Project Summary/Abstract Prostate cancer arises as an androgen driven disease, and systemic therapies that target the androgen receptor (AR) are used to treat patients at all stages of the disease. In recent years, with the earlier and more potent targeting of the AR with newer drugs, AR-independent prostate cancer has emerged. We have found that this is associated with lineage plasticity in which upon selective therapeutic pressure, tumors evade AR-therapy through loss of luminal prostate identity (including AR) and the acquisition of alternative lineage programs including neuronal/neuroendocrine, stem-like, and developmental pathways. In extreme cases, tumors may completely transition from an AR- positive prostate adenocarcinoma (PADC) toward an AR-negative small cell/neuroendocrine carcinoma (NEPC). This phenotypic change is associated with clinical and molecular features similar to small cell lung cancer, manifest by rapid progression and lethal disease. We have integrated patient and preclinical data to identify and molecularly characterize genes and pathways that drive lineage plasticity including the combined loss of TP53/RB1, suppression of the Notch signaling pathway, and up-regulation of lineage-determining transcription factors (LDTFs) including ASCL1 and INSM1. We hypothesize that loss of Notch signaling activates LDTFs, which act coordinately with super-enhancers and chromatin regulators to drive lineage plasticity, loss of AR signaling dependence, and NEPC progression. To test this hypothesis, we will investigate the role of NOTCH- INSM1 signaling in regulating LDTFs to drive NEPC progression and treatment resistance (Aim 1); extensively characterize the super-enhancer landscape and transcriptional reprogramming that governs lineage plasticity (Aim 2); and elucidate the transcriptional network of LDTFs that promote tumor evolution from an AR-driven state towards non-AR driven disease (Aim 3). This proposal will not only enhance our understanding of tumor evolution and cell identity, but will also identify new therapeutic approaches to target lineage plasticity. These are critical steps towards improving the early detection, treatment, and mortality of prostate cancer patients developing treatment resistance. Results may also have relevance in other cancer types that develop lineage plasticity to evade effective targeted therapies, such as lung cancer, melanoma, and breast cancer.

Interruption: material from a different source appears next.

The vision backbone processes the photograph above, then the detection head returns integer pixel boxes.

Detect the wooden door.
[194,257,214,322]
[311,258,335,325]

项目总结/摘要 前列腺癌作为雄激素驱动的疾病而出现，并且靶向前列腺癌的全身性治疗是有效的。 雄激素受体（AR）用于治疗处于疾病所有阶段的患者。近年来随着 用新药更早更有效地靶向AR， 出现了我们发现这与谱系可塑性有关， 在治疗压力下，肿瘤通过失去管腔前列腺特性（包括 AR）和获得替代谱系程序，包括神经元/神经内分泌，干细胞样， 和发展途径。在极端情况下，肿瘤可能完全从AR- 阳性前列腺腺癌（PADC）向AR阴性小细胞/神经内分泌 癌（NEPC）。这种表型变化与临床和分子特征相似 到小细胞肺癌，表现为快速进展和致命的疾病。我们整合 患者和临床前数据，以确定和分子表征基因和途径， 谱系可塑性，包括TP 53/RB 1的联合缺失，Notch信号传导的抑制， 途径，以及包括ASCL 1和 INSM 1.我们假设Notch信号转导的缺失激活了LDTF，LDTF与Notch信号转导协同作用。 超级增强子和染色质调节子驱动谱系可塑性，AR信号传导的丧失 依赖和NEPC进展。为了验证这一假设，我们将研究NOTCH的作用- INSM 1信号转导在调节LDTF中驱动NEPC进展和治疗抗性（Aim 1）; 广泛表征超级增强子景观和转录重编程， 控制谱系可塑性（目的2）;并阐明LDTF的转录网络，促进 肿瘤从AR驱动的状态向非AR驱动的疾病演变（Aim 3）。这项建议会 不仅增强了我们对肿瘤演变和细胞特性的理解， 针对谱系可塑性的治疗方法。这些都是改善 前列腺癌患者的早期发现、治疗和死亡率。 结果也可能与其他癌症类型有关，这些癌症发展出谱系可塑性，以逃避 有效的靶向治疗，如肺癌、黑色素瘤和乳腺癌。